Key facts
- Arizona's House Bill 2999 establishes State Affordability Infrastructure Districts (SAIDs).
- SAIDs streamline infrastructure financing by removing the need for local jurisdiction approval.
- The districts can finance a wide array of public infrastructure and development impact fees.
- SAIDs can issue tax-exempt municipal bonds, including general obligation, special assessment, and revenue bonds.
- The formation of a SAID requires 100% landowner support and public infrastructure costs exceeding $5 million.
Arizona has enacted House Bill 2999, establishing State Affordability Infrastructure Districts (SAIDs) to address a long-standing need for more effective land development financing tools. This legislation aims to close a significant gap in transaction volume compared to other states like Colorado, Texas, Florida, and Utah, which have historically offered more usable and efficient infrastructure finance platforms.
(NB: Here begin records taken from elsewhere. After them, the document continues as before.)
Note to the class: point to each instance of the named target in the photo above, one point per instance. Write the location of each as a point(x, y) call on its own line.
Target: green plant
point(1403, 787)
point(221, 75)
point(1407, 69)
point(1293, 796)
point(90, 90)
The SAID structure, developed over nearly 20 years of effort by organizations like Launch, the Central Arizona Home Builders Association, and the Valley Partnership, simplifies the process by allowing districts to be formed through an application to the Arizona Finance Authority (AFA) without requiring local jurisdiction approval. This removes potential political hurdles, uncertainty, and delays that have plagued previous financing methods.
To form a SAID, a petition must be supported by 100% of landowners, and public infrastructure costs must exceed $5 million. The districts can finance a broad range of public infrastructure, including water, sewer, roads, parks, and digital infrastructure, as well as development impact fees. Bonds issued by SAIDs can be general obligation, special assessment, or revenue bonds, offering flexibility for various project types.
The SAID is governed by an initial three-member appointed board of fee property owners, with terms staggered for stability. Governance is designed to evolve towards homeowners as projects build out. This new financing tool is expected to be crucial for developers and homebuilders in Arizona, enabling them to deliver more lots and homes at affordable prices in a state experiencing significant growth.